Removing the 2X Barlow lens made an improvement in three distinct ways. The first is that the low quality lens does not introduce any noise into the system simply because it is inline with the light. Secondly, the 2X magnification also magnifies any errors. I suspect that the blue hue seen in my first image is caused by the low quality Barlow lens.
The final benefit to removing this lens is that it bought me time. The moon no longer filled my viewfinder. This reduction in magnification allowed me to take several images before the earth rotated the moon outside of the view finder. This time allowed for better focus, exposure, etc…
The second improvement I made on the second night was to address my own limitations.
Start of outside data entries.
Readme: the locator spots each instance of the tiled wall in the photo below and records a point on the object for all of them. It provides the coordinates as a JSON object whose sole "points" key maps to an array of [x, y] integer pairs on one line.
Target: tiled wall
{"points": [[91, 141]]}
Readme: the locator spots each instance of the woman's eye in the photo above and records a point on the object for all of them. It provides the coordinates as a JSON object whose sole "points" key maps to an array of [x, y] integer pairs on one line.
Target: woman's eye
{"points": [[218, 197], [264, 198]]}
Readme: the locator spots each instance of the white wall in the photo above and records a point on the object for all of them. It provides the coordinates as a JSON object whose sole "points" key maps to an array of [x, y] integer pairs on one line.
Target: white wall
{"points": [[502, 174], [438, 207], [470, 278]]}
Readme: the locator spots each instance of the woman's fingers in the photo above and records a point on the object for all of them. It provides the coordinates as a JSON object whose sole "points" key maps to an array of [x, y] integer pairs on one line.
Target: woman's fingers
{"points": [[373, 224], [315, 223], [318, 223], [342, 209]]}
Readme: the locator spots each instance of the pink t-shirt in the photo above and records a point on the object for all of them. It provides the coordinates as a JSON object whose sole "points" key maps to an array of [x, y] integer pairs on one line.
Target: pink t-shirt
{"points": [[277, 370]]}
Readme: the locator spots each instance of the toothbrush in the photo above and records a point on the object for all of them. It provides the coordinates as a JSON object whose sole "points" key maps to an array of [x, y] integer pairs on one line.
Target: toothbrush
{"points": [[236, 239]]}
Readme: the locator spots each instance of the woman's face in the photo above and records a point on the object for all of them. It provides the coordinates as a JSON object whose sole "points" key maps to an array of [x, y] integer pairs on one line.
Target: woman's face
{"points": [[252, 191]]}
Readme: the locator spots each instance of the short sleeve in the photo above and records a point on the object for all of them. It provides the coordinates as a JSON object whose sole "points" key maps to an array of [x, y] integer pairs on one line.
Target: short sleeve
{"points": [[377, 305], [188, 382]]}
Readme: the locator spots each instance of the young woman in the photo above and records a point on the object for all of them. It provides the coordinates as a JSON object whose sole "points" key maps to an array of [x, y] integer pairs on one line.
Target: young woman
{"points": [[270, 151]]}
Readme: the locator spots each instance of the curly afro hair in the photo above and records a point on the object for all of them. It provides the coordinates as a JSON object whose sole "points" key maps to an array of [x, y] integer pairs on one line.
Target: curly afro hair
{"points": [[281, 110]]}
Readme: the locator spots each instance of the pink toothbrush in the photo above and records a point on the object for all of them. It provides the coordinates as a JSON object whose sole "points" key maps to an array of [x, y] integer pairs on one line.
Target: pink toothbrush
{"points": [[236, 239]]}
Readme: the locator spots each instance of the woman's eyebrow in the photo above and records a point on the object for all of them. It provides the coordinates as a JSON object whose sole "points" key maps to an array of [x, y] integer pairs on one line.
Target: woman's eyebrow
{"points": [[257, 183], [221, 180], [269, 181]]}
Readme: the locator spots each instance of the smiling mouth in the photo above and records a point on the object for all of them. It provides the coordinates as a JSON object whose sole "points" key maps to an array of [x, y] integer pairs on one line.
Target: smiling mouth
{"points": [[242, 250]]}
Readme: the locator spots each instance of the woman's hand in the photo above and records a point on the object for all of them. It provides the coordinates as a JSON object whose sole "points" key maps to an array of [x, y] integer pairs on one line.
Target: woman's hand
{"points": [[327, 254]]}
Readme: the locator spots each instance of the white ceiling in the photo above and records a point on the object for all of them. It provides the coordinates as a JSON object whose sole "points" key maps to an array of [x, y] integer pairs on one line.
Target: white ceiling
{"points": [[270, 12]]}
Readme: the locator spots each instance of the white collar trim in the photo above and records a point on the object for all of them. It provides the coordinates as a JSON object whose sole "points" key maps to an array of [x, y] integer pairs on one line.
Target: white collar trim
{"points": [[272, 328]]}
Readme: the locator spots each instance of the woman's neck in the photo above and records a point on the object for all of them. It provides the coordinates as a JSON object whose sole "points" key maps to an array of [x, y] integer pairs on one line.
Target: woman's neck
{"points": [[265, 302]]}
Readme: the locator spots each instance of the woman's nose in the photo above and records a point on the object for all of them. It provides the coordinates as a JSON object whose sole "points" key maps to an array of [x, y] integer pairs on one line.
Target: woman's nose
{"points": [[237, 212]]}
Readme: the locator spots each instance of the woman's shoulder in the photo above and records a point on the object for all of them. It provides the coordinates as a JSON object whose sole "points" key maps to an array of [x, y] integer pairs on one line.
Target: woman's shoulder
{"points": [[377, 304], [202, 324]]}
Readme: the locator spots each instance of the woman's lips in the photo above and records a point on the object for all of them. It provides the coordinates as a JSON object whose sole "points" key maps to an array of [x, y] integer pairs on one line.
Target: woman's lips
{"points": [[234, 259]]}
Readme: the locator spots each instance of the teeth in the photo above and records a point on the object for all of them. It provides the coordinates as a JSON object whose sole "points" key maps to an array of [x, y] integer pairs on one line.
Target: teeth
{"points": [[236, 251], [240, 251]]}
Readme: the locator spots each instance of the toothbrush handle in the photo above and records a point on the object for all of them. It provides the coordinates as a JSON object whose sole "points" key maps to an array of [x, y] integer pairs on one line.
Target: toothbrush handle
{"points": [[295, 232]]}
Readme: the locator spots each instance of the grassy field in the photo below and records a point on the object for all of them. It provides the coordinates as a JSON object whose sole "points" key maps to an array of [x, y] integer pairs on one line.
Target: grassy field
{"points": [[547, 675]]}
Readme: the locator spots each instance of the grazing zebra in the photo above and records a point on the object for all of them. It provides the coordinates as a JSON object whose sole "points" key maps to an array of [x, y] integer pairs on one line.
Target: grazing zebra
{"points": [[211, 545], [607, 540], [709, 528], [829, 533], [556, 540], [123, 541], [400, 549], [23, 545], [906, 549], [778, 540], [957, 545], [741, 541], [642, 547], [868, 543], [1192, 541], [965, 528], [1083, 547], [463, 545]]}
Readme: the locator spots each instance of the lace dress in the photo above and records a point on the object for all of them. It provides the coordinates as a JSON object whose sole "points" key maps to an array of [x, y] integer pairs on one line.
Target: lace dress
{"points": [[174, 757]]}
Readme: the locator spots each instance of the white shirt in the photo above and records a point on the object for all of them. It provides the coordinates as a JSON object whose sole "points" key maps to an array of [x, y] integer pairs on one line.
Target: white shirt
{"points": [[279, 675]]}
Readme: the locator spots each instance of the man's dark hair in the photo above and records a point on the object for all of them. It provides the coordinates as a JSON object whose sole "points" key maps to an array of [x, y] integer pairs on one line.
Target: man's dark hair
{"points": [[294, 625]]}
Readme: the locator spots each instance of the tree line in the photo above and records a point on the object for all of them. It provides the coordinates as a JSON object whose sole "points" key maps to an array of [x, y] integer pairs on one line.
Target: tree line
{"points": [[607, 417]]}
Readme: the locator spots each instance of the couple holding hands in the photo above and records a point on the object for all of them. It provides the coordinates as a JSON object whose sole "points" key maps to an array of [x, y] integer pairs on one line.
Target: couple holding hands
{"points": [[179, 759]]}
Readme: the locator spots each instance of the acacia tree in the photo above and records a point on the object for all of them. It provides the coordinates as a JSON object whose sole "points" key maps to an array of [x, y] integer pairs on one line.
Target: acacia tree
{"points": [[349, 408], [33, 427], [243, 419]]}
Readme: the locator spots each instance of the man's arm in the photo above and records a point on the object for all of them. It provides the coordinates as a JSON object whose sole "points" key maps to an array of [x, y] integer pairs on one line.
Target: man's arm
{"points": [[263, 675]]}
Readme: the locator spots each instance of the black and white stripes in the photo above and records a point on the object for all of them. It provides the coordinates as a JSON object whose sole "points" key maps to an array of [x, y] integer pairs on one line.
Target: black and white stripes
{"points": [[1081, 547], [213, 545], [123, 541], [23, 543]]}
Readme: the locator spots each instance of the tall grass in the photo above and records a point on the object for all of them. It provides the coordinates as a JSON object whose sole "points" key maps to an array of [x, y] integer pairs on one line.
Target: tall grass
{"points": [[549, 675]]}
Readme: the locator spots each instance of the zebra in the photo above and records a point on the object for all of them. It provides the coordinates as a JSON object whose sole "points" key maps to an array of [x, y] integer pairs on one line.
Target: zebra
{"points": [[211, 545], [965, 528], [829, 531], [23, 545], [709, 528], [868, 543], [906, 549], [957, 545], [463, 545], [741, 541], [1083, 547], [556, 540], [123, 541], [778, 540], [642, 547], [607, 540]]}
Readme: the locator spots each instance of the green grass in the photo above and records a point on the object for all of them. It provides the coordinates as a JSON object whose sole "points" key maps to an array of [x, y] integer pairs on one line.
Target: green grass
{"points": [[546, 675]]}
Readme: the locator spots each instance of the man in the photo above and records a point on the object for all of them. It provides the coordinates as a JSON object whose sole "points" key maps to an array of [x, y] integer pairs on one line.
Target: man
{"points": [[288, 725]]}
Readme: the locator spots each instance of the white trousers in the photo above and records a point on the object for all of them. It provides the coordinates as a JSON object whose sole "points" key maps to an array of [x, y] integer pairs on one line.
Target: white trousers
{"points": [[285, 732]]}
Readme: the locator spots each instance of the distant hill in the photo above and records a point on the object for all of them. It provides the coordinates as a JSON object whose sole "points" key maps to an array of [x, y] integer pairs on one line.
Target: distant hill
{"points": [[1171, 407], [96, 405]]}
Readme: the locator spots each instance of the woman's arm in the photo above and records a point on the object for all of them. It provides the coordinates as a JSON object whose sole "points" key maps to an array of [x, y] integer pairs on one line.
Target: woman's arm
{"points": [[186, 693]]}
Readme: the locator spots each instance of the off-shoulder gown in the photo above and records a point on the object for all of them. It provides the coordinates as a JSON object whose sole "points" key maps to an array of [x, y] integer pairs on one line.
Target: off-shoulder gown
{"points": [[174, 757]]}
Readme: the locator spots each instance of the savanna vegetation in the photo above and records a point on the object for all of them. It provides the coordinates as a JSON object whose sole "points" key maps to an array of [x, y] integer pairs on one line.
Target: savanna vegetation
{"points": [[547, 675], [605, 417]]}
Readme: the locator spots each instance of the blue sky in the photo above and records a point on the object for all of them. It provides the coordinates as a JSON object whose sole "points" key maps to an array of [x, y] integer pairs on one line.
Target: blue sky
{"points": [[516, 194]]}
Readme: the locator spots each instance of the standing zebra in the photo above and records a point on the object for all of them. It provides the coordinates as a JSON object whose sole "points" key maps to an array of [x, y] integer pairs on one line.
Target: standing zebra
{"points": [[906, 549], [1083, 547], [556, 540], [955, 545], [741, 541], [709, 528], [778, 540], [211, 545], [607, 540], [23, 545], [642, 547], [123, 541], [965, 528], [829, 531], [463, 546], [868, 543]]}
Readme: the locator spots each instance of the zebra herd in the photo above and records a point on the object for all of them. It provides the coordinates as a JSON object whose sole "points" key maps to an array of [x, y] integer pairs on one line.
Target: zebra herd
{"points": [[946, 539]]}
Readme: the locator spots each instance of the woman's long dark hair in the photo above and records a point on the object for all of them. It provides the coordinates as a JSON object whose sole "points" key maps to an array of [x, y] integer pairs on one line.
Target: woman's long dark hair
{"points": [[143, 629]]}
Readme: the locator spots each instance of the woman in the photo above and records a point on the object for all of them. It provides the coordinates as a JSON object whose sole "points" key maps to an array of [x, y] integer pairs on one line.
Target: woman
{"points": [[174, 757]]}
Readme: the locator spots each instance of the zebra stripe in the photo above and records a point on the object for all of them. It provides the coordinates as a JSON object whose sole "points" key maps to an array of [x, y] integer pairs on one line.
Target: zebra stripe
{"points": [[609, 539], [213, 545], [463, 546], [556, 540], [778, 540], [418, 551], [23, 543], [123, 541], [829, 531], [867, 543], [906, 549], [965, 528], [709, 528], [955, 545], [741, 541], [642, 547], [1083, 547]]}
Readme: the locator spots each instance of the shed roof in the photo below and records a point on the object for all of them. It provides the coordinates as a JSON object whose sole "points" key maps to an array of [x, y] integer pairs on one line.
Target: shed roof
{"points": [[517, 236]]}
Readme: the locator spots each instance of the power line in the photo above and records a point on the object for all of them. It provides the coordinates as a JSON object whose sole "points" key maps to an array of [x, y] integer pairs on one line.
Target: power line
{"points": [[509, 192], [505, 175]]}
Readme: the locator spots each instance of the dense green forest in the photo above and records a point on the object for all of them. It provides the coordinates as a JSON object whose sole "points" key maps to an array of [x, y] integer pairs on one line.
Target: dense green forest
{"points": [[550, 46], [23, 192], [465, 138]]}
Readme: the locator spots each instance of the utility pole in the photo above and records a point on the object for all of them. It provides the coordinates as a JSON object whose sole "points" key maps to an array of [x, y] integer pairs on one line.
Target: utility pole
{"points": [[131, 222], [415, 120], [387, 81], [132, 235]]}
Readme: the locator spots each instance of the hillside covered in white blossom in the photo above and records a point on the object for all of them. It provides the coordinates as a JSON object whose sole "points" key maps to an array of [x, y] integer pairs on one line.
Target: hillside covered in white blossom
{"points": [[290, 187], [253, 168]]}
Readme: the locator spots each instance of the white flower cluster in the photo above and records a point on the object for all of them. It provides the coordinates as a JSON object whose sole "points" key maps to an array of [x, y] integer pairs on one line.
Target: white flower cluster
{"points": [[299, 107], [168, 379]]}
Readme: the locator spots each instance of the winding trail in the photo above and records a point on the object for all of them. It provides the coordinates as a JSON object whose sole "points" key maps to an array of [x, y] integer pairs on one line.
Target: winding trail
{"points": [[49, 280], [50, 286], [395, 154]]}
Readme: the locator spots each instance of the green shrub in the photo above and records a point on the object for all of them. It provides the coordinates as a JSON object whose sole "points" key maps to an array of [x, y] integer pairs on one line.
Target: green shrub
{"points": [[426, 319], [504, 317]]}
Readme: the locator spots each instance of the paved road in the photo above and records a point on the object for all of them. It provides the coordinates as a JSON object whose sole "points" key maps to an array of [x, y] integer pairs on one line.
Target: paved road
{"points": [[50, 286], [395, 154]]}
On the first night, I was manually focusing while moving and adjust tripods. The view finder of the camera was well below my waist. This was just an uncomfortable position to be in and the time crunch was daunting.
For the first 100 years of photography, a camera was a box with a hole in it. In the age of digital photography, that is no longer true. ISO is no longer limited by the chemicals on the film and with computer chips embedded in modern digital camera allow for a variety of new features. One such feature is live remote shooting. This feature allows the camera operator to connect the Canon camera body to a computer and control the camera remotely with a computer.
On my second night of lunar photography, I connected my Canon camera to my Lenovo laptop and instantly, I have a 10 inch remote view finder which I could use to bring the moon into clear focus and experiment with different exposures. Additionally, it allowed me to share the experience with my wife and son at the same time, which I hope will continue to evolve as we look deeper into the solar system.
On my second night of lunar photography, I have partially address the focus issue discovered in my first attempt. I have much happier with my results, however, there is still sharpness available within this primitive imaging platform.
While I was taking photographs using my laptop, I noticed some shaking. At no point during this shaking was a touching either the tripods, camera or the telescope. The platform was setup on our concrete patio so we were as solid as can be. The answer is simply the wind. As a very slight breeze. and I mean very slight breeze. shook telescope and the tripod. This caused a very slight vibration which was then magnified by the 1120 mm telescope into the camera.
The National Geographic telescope which I am using included a very light weight tripod. The tripod head was never very good at locking the telescope down to be free from movement and a camera connected to this configuration only exacerbates the problem. So the next step beyond more photography is to address the dual trip setup and develop an stable telescope tripod with a heavier duty tripod, tripod head and telescope imaging system. If nothing else solving this problem should make it easier to use the platform and perhaps image objects such as Jupiter, Saturn and Mars.